Affiliation:
1. Haramaya University, College of Health and Medical Science, School of Public Health, Harar, Ethiopia
2. Research Center for Generational Health and Ageing, School of Medicine and Public Health, Faculty of Health and Medicine, University of Newcastle, Australia
Abstract
Background. Hypertension is a major cardiovascular risk factor that is linked with fatal complications and is an overwhelming global challenge. Primary prevention is a key to control hypertension with identification of major risk factors. This study was aimed at assessing the prevalence and factors associated with hypertension. Methods. Community-based cross-sectional study was conducted among 903 adults aged 25 to 64 years in Dire Dawa City, East Ethiopia. Data were collected using World Health Organization (WHO) STEPwise approach to Surveillance (STEPS) for non-communicable disease (NCD) standard survey tool. Multivariate logistic regression models were used to identify relative effects of distal, proximal, and immediate risk factors of hypertension, and all statistical tests were declared significantly at P-value<0.05. Results. The average SBP and DBP were 124.98±17.18 mmHg and 78.92±10.13 mmHg, respectively. The prevalence of hypertension was 24.43% (95% CI: 21.57, 27.28).
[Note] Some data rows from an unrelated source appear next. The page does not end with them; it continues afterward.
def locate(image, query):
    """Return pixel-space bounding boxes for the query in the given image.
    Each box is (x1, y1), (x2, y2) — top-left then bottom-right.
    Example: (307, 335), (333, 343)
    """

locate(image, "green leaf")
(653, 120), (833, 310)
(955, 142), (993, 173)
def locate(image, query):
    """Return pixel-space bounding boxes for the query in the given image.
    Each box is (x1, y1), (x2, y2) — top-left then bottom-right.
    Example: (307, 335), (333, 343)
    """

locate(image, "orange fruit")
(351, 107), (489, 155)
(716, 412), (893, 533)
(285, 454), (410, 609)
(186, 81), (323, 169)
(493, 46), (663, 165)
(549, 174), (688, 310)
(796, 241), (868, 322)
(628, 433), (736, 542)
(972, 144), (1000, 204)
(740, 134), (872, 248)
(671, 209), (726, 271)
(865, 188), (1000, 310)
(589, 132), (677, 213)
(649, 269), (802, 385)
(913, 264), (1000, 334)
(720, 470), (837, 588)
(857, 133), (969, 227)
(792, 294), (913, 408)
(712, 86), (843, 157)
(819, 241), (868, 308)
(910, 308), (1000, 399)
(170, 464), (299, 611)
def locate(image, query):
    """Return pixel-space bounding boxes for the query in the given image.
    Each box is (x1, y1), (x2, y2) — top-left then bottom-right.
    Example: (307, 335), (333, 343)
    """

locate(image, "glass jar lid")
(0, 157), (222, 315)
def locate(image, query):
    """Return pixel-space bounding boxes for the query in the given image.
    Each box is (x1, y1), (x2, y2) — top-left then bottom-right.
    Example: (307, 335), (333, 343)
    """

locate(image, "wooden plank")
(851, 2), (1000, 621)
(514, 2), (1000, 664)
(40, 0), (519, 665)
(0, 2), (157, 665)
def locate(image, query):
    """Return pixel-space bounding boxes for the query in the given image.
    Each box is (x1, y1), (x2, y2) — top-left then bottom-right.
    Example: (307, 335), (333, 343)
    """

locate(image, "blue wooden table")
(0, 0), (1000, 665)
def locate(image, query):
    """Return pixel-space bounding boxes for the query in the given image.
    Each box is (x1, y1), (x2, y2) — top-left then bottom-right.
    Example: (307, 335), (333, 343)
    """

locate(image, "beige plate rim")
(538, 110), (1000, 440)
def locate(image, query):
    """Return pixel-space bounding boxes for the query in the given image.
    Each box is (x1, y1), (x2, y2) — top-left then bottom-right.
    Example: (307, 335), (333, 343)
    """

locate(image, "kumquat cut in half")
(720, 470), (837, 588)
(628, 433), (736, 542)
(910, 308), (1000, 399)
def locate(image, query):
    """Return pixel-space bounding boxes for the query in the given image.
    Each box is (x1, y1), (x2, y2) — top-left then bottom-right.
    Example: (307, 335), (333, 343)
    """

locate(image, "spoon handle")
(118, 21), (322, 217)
Majority (51.64%) of adults were not aware of their elevated blood pressure status. hypertension was significantly associated with the age group 30-44 (aOR 3.61, 95% CI: 2.0, 6.55), 45-54 (aOR 5.36, 95% CI: 2.62, 10.91), and 55-64 (aOR 9.38, 95% CI: 4.73, 18.59), being unemployed (aOR 1.68, 95%CI: 1.03, 2.77), ever smoking (aOR 1.89, 95% CI: 1.04, 2.23), having abdominal obesity (aOR 1.72, 95% CI: 1.13, 2.64), and BMI≥25 kg/m2 (aOR 1.48, 95%CI: 1.01, 2.15). Conclusion. Moderately high prevalence of hypertension was observed among adults in study setting demonstrating a major public health problem. Majority of adults with hypertension in study setting were not aware of their elevated BP status highlighting the burden of the hidden morbidity and subsequent complications. Community level intervention and routine assessment of sociodemographic, behavioral, and biophysiological risk factors, screening, and diagnosis of NCDs should be institutionalized to address the occult burden.